Flowchart for learning programming, particularly Odometry

I teach robotics and have some of my programming minded students working on building a flowchart for learning odometry in stages rather than all at once. Currently my Jr/Sr. new-to-robotics-but-not-to-C++ students are on step 5 or 6. Here are the tasks I have had my programmers complete to expedite understanding autonomous navigation. Please give me feedback, or let me know if you think there are better checkpoints instead of the ones below.

  1. Make a translational PD control for one motor.

  2. Make a rotational PID with the IMU

  3. Add an element to the rotational PID to compare target angle, target-360, and target+360 to find which results in the lowest error.

  4. sum the rotational and translational values to create a drive straight PID with constant target angle.

  5. Track position by updating an array with [x, y] based off of the instantaneous differential drive, Sideways center ODO wheel, and IMU. Have the path use deltatheta/2 to approximate the new position while driving in a curved path, since it is a good approximation of a constant radius of curvature. Use the documents to complete this.

  6. Identify instantaneous target values for translation and rotation by rotating the target [xf, yf] around the robots coordinates [xi, yi] an angle equal to the robot’s heading. This will then give you [xf’, yf’] and you can simply subtract yf’-yi to assign your translational target value, and then use arctan to assign your rotational target value. This calculation will need to be performed every loop and the target values updated.

You have now entered carrot-on-a-stick mode.

  1. Create a series of waypoints and upon completion either update [xf,yf] or perform tasks. This is basic straight line navigation, and can even handle the robot being pushed around. Just make sure that you have two waypoints per destination to make sure that you have a chance to set and orient the robot.

  2. Use a version of spline, bezier, or some other interpolation to blend your waypoints or set desired curves

  1. Attempt a programming skills using only these splined waypoints and attempt to push the robot off course or introduce barriers. Find weaknesses.

  2. Introduce visual and other sensors to optimize the detection of grasped objects.

  3. Use vision and distance sensors for the final docking of a movement, and use this to recalibrate your global [x, y] based on an assumed position of the object.

  4. Possibly learn how this works on x drives. There are resources available, and at this point you are probably ready to learn how to compute using each of the 4 wheel positions into the x and y calculations.

  5. Use A* or some other search algorithm to take an array representation of the field with obstacles and have the robot pathfind its way from waypoint to waypoint, avoiding obstacles along the way.
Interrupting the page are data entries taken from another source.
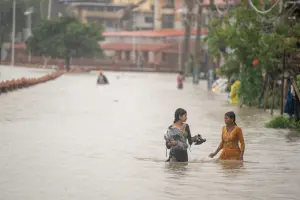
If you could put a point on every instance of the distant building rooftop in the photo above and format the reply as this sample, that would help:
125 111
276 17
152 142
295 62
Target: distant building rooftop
153 33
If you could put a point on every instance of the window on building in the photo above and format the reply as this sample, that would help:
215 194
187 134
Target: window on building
168 21
148 19
171 3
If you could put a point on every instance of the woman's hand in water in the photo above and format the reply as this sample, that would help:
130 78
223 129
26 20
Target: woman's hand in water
212 155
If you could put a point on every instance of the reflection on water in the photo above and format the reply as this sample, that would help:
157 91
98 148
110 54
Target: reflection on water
71 139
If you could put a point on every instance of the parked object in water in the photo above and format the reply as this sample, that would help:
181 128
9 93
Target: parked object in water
101 79
177 136
220 85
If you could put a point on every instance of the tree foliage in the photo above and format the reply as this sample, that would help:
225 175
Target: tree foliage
65 38
250 36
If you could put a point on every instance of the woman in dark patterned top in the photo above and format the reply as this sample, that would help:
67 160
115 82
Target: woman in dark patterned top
177 136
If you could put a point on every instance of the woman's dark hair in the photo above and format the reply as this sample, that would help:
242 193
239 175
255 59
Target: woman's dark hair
178 113
231 115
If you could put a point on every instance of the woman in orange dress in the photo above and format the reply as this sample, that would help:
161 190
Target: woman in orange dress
231 136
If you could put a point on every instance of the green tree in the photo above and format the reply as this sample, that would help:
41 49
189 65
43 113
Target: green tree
251 36
65 38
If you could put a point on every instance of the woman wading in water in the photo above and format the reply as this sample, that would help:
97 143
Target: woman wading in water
177 135
231 136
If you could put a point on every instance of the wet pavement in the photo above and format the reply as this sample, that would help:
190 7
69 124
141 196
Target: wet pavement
70 139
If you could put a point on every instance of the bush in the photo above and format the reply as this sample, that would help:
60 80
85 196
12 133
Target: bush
283 121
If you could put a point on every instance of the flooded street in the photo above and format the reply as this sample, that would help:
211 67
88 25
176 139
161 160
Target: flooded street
70 139
9 73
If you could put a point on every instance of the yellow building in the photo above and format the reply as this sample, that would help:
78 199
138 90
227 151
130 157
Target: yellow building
109 13
147 6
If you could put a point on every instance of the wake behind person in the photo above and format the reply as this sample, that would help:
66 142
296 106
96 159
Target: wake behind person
177 136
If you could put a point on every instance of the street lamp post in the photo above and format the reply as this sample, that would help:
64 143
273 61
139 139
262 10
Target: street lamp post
29 22
49 9
13 35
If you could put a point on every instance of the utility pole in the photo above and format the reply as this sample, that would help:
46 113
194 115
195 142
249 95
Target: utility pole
187 35
197 52
13 35
49 9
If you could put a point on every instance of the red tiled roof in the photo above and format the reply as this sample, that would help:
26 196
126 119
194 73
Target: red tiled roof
152 33
129 46
207 2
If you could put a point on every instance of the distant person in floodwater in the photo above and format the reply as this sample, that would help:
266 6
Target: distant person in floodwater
102 78
231 136
180 80
177 136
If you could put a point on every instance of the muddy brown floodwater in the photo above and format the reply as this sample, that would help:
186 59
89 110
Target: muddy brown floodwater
72 140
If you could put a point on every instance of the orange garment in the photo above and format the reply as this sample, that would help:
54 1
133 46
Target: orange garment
230 144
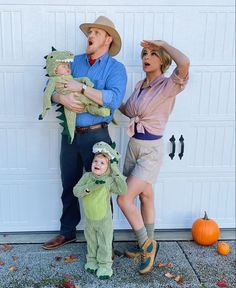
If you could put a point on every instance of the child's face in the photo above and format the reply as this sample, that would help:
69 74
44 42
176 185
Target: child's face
63 69
99 165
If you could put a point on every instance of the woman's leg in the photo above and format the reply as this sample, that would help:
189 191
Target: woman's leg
126 202
148 209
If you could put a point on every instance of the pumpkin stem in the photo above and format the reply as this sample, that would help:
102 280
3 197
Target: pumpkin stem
205 216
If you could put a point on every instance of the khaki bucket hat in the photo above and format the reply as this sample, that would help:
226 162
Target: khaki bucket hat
107 25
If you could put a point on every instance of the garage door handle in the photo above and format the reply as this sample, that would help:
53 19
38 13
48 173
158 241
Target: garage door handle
172 140
181 140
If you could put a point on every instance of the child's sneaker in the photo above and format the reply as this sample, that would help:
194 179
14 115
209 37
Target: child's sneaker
133 251
149 251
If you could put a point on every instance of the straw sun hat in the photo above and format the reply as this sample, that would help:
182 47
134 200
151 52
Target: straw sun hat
107 25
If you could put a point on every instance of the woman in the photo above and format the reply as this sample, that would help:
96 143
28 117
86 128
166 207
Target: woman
148 109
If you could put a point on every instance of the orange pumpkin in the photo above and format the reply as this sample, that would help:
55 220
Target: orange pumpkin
223 248
205 231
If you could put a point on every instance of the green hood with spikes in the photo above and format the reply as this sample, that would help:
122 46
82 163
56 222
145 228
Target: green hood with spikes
55 58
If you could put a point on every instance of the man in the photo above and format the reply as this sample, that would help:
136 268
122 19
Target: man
110 79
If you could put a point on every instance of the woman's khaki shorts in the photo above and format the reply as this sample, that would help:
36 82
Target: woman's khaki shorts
143 159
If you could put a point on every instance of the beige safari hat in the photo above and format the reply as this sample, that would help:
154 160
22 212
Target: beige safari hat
107 25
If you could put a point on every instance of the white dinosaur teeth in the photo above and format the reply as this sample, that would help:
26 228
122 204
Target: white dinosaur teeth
96 150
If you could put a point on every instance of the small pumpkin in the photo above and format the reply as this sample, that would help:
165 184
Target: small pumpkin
223 248
205 231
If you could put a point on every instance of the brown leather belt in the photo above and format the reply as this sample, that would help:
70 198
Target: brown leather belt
92 127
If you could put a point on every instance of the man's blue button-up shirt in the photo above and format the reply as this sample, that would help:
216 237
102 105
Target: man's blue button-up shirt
107 75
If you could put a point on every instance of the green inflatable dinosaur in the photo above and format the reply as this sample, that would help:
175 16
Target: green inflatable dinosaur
53 60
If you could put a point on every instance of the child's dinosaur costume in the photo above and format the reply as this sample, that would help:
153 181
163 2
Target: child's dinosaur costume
68 117
96 193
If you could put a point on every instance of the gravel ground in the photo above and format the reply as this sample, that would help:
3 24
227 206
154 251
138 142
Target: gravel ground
197 266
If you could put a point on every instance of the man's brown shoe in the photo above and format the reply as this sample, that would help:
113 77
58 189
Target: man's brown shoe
57 242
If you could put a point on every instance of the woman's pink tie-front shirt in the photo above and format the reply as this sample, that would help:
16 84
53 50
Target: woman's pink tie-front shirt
150 107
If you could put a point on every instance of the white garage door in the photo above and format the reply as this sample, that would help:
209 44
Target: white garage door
203 179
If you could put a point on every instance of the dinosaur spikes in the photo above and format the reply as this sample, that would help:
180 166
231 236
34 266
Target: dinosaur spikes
113 145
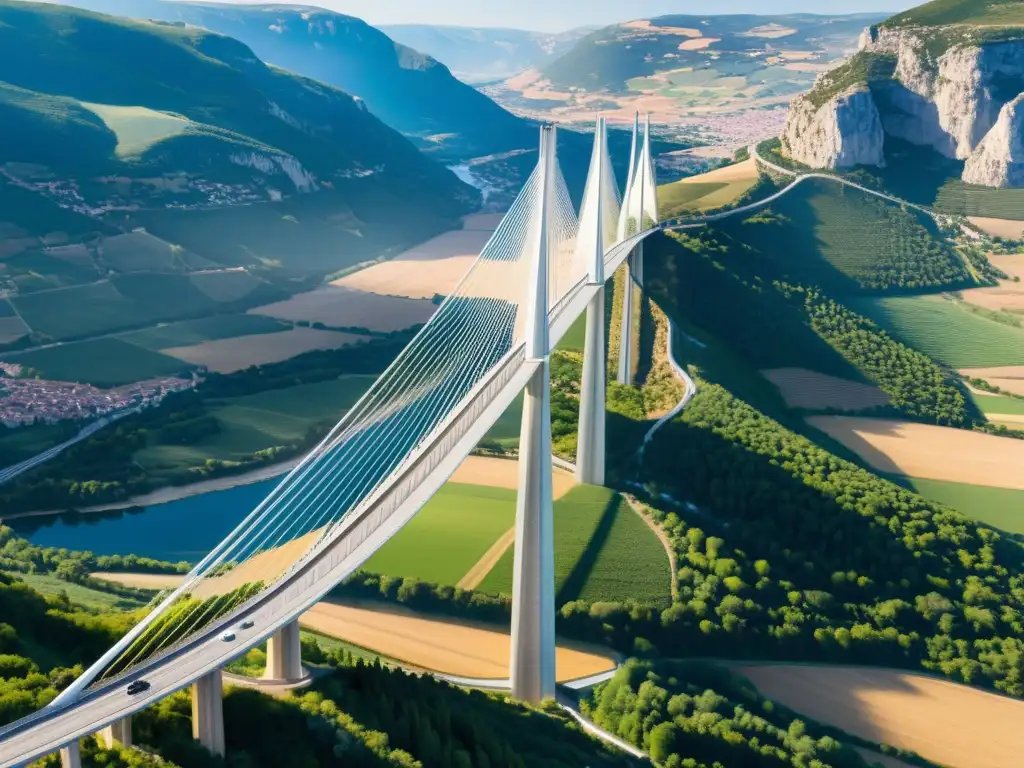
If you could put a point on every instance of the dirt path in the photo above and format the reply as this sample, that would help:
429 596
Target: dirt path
663 538
953 725
477 573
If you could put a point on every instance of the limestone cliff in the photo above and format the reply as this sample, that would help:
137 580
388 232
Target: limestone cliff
998 160
841 133
941 87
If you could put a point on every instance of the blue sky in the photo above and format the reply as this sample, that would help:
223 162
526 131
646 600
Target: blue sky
556 15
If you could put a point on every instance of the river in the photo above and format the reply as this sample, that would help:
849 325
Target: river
183 529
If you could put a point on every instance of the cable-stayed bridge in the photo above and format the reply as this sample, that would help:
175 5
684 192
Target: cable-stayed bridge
489 340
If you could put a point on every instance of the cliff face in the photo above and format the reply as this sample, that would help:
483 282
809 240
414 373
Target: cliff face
844 132
998 160
946 91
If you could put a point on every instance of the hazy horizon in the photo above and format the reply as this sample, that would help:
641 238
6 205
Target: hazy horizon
543 15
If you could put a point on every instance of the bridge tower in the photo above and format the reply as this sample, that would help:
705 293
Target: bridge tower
626 228
638 214
594 241
532 657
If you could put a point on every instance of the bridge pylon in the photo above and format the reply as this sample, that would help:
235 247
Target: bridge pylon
531 665
594 242
639 213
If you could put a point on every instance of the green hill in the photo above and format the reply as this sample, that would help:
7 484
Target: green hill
174 124
740 53
939 12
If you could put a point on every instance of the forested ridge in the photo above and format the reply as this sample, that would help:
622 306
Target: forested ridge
698 715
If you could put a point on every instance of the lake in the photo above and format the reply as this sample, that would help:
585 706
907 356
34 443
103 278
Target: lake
184 529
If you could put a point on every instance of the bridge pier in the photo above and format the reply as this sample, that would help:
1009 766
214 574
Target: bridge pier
531 665
284 654
625 374
590 442
590 439
117 733
208 712
71 756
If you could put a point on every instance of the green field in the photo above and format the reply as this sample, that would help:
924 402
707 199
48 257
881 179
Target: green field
998 403
449 535
102 363
678 198
603 551
187 333
255 422
945 332
84 596
138 128
957 198
576 337
1001 508
135 300
135 252
23 442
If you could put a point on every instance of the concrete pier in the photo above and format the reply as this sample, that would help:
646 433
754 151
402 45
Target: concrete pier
284 654
117 734
208 712
71 756
532 657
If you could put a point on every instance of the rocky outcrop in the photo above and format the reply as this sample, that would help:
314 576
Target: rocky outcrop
844 132
946 91
278 164
998 160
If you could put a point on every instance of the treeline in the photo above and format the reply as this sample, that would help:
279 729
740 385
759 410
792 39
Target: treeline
914 383
826 560
18 554
51 629
695 715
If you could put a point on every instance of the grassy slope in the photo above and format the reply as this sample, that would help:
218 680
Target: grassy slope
603 551
945 332
961 11
449 535
103 363
250 423
1001 508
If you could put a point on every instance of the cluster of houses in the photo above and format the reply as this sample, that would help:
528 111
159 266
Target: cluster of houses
25 401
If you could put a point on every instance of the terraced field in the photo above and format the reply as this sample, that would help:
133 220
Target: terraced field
966 200
108 361
603 551
461 521
135 300
1001 508
945 332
This will replace your spline interpolation with a better series of waypoints. This will prepare you for VEXAI

Past this is stuff I have no experience with so I can just suppose…
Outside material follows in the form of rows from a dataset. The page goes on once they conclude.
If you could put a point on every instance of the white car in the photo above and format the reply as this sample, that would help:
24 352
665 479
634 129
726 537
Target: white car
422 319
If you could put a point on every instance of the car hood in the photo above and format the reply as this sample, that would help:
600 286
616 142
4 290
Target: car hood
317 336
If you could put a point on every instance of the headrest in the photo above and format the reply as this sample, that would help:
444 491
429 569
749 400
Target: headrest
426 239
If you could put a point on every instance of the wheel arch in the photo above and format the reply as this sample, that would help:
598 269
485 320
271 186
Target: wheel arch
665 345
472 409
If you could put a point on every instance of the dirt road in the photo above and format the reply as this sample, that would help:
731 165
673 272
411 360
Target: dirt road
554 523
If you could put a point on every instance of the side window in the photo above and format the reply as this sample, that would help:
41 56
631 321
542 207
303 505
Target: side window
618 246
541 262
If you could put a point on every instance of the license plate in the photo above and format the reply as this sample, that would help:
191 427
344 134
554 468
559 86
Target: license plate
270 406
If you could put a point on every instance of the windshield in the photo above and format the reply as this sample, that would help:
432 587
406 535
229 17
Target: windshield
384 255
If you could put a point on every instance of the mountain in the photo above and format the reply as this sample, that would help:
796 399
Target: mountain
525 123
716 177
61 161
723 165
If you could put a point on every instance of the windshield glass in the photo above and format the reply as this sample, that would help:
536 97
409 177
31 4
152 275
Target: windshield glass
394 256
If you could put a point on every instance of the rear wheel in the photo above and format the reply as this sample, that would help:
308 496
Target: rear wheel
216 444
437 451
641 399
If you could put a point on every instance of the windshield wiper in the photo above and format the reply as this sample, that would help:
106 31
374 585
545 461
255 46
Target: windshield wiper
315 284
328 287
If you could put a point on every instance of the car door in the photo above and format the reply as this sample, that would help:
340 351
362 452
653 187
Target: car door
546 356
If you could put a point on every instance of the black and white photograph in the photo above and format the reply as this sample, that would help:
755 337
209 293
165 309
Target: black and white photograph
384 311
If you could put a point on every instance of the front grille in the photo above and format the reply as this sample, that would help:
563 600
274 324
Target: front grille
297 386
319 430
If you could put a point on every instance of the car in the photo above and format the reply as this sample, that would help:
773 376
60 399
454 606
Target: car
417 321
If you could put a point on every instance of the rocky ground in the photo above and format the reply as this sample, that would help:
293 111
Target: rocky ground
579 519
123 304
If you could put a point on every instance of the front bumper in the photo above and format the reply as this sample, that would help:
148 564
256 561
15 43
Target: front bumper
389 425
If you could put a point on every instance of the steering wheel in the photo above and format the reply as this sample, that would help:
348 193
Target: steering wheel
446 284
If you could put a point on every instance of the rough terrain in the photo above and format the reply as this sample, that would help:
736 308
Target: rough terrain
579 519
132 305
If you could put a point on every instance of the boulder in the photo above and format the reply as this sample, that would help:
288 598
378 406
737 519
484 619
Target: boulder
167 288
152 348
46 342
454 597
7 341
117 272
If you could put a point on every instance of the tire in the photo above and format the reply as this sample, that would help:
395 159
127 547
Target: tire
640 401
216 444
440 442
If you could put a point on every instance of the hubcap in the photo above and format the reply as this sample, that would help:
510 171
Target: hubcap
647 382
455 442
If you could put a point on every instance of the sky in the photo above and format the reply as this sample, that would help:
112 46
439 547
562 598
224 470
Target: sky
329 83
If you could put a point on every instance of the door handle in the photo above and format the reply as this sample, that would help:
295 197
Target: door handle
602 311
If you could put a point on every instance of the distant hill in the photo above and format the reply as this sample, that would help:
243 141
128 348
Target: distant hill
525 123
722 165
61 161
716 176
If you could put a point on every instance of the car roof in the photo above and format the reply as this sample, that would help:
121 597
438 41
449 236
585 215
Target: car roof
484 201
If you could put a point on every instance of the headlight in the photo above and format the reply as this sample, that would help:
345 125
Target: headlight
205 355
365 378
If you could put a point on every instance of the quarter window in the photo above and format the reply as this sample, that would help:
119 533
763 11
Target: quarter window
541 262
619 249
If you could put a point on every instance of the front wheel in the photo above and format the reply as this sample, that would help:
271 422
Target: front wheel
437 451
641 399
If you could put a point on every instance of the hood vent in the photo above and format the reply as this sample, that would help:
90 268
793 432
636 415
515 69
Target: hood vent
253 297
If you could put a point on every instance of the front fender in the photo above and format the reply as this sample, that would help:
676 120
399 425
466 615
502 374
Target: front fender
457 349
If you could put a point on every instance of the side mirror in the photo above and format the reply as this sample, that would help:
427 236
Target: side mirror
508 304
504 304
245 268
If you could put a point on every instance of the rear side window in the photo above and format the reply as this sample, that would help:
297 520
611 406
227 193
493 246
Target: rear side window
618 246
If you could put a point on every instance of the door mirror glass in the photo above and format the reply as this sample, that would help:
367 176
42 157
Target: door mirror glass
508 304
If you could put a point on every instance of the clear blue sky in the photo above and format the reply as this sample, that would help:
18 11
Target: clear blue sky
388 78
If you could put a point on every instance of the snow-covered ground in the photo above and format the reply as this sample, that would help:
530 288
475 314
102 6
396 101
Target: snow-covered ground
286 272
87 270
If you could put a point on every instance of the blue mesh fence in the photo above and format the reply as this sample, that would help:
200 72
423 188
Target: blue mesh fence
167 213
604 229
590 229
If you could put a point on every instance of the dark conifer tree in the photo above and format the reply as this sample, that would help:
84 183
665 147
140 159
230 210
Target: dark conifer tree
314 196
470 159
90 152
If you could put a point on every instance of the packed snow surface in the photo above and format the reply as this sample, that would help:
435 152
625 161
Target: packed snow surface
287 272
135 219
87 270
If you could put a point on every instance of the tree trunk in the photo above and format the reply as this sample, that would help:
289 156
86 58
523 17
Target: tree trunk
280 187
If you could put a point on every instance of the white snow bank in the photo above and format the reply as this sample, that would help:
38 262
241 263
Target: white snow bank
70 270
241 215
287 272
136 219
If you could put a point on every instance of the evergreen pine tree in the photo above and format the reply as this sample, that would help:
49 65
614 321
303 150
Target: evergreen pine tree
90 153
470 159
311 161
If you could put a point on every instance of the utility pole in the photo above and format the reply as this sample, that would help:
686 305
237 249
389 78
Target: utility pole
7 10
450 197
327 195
  1. Use the vision sensor to build a simple point cloud of object colors and locations and then start to build an decision making algorithm that evaluates positions, and auto-pathfinds, grabs, and scores or descores as needed.
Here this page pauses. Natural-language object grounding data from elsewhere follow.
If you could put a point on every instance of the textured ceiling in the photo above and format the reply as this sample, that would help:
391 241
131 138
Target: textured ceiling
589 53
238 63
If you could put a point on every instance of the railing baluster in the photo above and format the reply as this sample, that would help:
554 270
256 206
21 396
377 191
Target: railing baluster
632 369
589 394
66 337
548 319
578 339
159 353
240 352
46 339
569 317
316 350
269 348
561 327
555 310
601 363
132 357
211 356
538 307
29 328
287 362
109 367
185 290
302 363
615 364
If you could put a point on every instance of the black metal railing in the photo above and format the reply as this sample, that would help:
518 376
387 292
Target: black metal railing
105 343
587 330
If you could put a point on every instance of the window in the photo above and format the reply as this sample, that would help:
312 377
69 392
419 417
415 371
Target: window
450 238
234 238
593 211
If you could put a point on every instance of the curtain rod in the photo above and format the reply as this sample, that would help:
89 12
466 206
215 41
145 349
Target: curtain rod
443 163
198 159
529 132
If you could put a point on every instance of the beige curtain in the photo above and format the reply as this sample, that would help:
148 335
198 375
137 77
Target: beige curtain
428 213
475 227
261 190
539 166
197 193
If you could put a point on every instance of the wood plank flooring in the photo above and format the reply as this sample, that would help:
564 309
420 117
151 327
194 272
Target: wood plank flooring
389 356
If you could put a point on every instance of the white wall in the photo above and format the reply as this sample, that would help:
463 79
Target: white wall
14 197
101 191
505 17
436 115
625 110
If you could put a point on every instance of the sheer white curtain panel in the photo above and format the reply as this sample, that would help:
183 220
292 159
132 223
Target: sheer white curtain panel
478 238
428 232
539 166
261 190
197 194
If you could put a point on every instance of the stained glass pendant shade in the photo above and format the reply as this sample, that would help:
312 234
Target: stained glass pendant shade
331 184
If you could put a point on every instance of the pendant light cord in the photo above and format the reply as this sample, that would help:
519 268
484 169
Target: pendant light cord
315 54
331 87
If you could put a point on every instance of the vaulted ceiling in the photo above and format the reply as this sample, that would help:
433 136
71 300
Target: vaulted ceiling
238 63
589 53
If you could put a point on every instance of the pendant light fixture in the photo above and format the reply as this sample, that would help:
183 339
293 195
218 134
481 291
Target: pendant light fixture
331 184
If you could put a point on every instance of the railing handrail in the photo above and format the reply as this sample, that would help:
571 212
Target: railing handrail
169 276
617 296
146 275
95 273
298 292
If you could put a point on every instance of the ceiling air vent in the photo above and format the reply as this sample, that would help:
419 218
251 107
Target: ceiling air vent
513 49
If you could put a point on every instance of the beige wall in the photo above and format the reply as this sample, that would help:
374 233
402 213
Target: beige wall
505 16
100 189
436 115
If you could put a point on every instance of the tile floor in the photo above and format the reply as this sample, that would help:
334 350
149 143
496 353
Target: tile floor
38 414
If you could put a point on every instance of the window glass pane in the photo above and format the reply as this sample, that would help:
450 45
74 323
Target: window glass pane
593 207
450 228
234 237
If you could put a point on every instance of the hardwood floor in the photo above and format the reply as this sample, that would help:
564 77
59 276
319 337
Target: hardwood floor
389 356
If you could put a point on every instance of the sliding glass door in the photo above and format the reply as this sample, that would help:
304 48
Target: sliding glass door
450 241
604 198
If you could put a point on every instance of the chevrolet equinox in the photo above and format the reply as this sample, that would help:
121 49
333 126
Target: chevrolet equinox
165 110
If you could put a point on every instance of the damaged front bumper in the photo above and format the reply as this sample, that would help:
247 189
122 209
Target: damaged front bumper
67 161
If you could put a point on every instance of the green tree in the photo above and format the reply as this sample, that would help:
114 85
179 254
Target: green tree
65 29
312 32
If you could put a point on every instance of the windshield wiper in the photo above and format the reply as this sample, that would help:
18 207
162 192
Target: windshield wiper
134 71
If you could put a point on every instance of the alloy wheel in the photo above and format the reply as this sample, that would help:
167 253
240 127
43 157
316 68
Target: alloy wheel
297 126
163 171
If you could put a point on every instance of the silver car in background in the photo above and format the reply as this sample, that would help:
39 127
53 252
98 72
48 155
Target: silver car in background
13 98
  2. Have your AI learn to play D.

  3. AI Supremacy.

Here are a few resources I have found along the way.

Github for odometry

Forum Post

Document on matrix transformations


I’d perhaps add a step between 6 and 7 - program the robot to “TurnToPoint/DriveToPoint” thru a series of waypoints, and observe how artificial/non-optimized the movements are.

I’m sure you probably do this already, but I think part of getting folks thru these layers of complexity is for them to discover the limitations of the previous step. So many posts here are “My drive won’t go where I programmed it to go”. Students should be able to decompose that into:

  1. I don’t turn accurately
  2. I don’t drive the right distance
  3. I don’t drive straight.

Perhaps along the way students should understand the impact of unreliable/jittery sensor data can have on their system, perhaps leading to programming filters. The famous image of accuracy and reliability can be helpful:

Along the way, students should discover programming concepts like “Don’t Repeat Yourself”, Separation of Concerns, Abstraction, etc.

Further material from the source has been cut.